Este escenario destapa un alarmante vacío de gestión y una profunda asimetría dentro de las empresas de comunicación. Mientras los sectores patronales aceleran la adopción de estas tecnologías para maximizar rendimientos, el relevamiento —que abarcó a trabajadores de más de 30 medios a nivel nacional— denuncia que el 90% percibe un grave déficit de capacitación corporativa, y un 70% afirma trabajar sin políticas o lineamientos éticos claros sobre el uso de la IA. El vacío normativo no solo precariza la labor del cronista al sumarlo a un ritmo de producción automatizado y desprovisto de acompañamiento, sino que pone en jaque la calidad final del producto periodístico y el rigor de la información que recibe la ciudadanía.
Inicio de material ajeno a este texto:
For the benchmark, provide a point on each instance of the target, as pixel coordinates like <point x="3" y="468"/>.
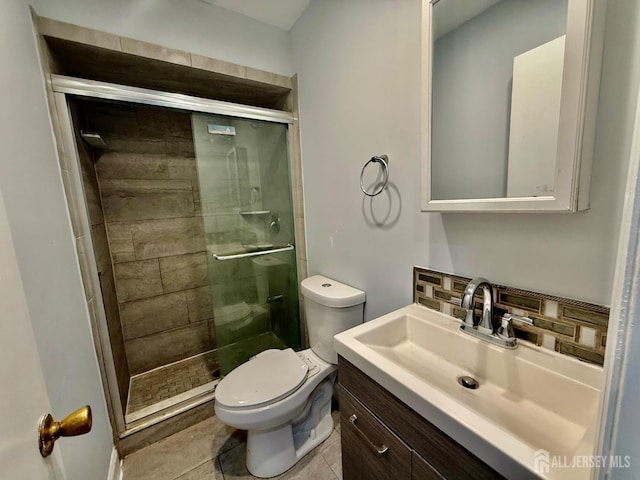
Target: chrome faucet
<point x="485" y="327"/>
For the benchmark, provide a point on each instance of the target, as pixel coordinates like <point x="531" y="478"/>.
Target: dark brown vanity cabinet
<point x="384" y="439"/>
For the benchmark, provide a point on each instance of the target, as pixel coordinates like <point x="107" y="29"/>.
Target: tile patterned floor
<point x="211" y="450"/>
<point x="165" y="382"/>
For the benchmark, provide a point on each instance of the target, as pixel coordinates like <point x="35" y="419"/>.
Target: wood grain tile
<point x="184" y="272"/>
<point x="163" y="238"/>
<point x="135" y="280"/>
<point x="153" y="315"/>
<point x="131" y="200"/>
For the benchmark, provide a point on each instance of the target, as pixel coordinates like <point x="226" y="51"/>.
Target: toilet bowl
<point x="283" y="398"/>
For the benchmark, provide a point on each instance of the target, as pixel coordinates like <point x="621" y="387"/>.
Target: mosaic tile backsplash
<point x="567" y="326"/>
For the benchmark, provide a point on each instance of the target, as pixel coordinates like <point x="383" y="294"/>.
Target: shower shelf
<point x="256" y="212"/>
<point x="253" y="254"/>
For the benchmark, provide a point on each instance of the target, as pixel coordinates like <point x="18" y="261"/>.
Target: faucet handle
<point x="456" y="301"/>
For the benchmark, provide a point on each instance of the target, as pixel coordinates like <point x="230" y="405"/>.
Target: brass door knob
<point x="76" y="423"/>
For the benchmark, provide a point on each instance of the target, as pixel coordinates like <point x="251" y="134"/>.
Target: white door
<point x="23" y="395"/>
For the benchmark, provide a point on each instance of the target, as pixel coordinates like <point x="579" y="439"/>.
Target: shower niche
<point x="192" y="229"/>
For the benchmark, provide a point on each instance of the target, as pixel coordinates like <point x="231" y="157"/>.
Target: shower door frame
<point x="65" y="88"/>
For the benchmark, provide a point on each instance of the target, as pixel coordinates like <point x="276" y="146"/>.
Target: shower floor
<point x="170" y="381"/>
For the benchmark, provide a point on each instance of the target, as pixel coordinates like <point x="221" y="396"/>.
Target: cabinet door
<point x="422" y="470"/>
<point x="369" y="449"/>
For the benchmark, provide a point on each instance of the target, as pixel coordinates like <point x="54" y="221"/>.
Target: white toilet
<point x="282" y="397"/>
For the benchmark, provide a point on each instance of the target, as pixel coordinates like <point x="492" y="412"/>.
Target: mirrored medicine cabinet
<point x="509" y="98"/>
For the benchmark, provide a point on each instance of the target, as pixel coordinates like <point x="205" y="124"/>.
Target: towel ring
<point x="383" y="160"/>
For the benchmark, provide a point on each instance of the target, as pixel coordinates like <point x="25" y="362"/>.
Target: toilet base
<point x="274" y="451"/>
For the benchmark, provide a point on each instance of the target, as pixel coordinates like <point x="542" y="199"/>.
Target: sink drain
<point x="468" y="382"/>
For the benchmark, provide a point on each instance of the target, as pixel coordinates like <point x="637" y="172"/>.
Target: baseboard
<point x="115" y="466"/>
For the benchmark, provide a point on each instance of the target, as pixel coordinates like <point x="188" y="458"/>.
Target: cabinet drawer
<point x="447" y="456"/>
<point x="364" y="440"/>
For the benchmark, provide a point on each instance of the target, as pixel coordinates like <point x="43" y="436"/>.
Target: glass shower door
<point x="245" y="198"/>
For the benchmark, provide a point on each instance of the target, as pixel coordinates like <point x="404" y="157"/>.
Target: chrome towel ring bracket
<point x="383" y="160"/>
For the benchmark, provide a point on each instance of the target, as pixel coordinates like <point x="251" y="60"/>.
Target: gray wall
<point x="31" y="184"/>
<point x="359" y="71"/>
<point x="472" y="74"/>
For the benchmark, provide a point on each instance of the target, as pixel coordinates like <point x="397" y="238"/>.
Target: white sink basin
<point x="529" y="398"/>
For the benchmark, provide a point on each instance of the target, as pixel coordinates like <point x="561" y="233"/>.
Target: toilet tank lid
<point x="331" y="293"/>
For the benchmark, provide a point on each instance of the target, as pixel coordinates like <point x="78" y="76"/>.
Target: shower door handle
<point x="252" y="254"/>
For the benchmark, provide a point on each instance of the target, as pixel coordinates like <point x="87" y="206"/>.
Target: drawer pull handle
<point x="381" y="450"/>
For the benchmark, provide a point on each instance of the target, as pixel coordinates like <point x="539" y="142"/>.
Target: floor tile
<point x="180" y="453"/>
<point x="332" y="453"/>
<point x="210" y="470"/>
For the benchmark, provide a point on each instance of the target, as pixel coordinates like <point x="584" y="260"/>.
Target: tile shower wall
<point x="568" y="326"/>
<point x="149" y="192"/>
<point x="103" y="259"/>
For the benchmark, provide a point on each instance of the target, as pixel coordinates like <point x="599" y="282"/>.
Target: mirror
<point x="509" y="98"/>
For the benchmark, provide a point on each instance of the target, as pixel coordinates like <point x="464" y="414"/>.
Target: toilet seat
<point x="267" y="378"/>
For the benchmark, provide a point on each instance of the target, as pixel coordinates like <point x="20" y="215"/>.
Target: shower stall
<point x="189" y="205"/>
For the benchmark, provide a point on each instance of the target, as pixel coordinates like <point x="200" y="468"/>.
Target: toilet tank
<point x="330" y="307"/>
Ante un panorama dominado por la improvisación empresarial y la desatención a los derechos laborales, la regulación de la inteligencia artificial en los medios se consolida como un reclamo sindical urgente e impostergable. Con el aporte transversal de expertos de la academia, el derecho, el sindicalismo y la gestión, este informe se propone como una hoja de ruta indispensable para trazar un límite ético a la automatización desmedida. El desafío urgente ya no es oponerse al avance de la técnica, sino disputar de manera colectiva un horizonte donde la tecnología funcione como un soporte para el oficio periodístico y no como una herramienta de precarización laboral.
Por todo esto, precisamente, se va a estar presentando este jueves 21, en Solís 1158 a las 18 hs, este informe con la intención de debatir el impacto y los abordajes que pueden ser una respuesta colectiva ante la falta de regulación en el avance de la inteligencia artificial.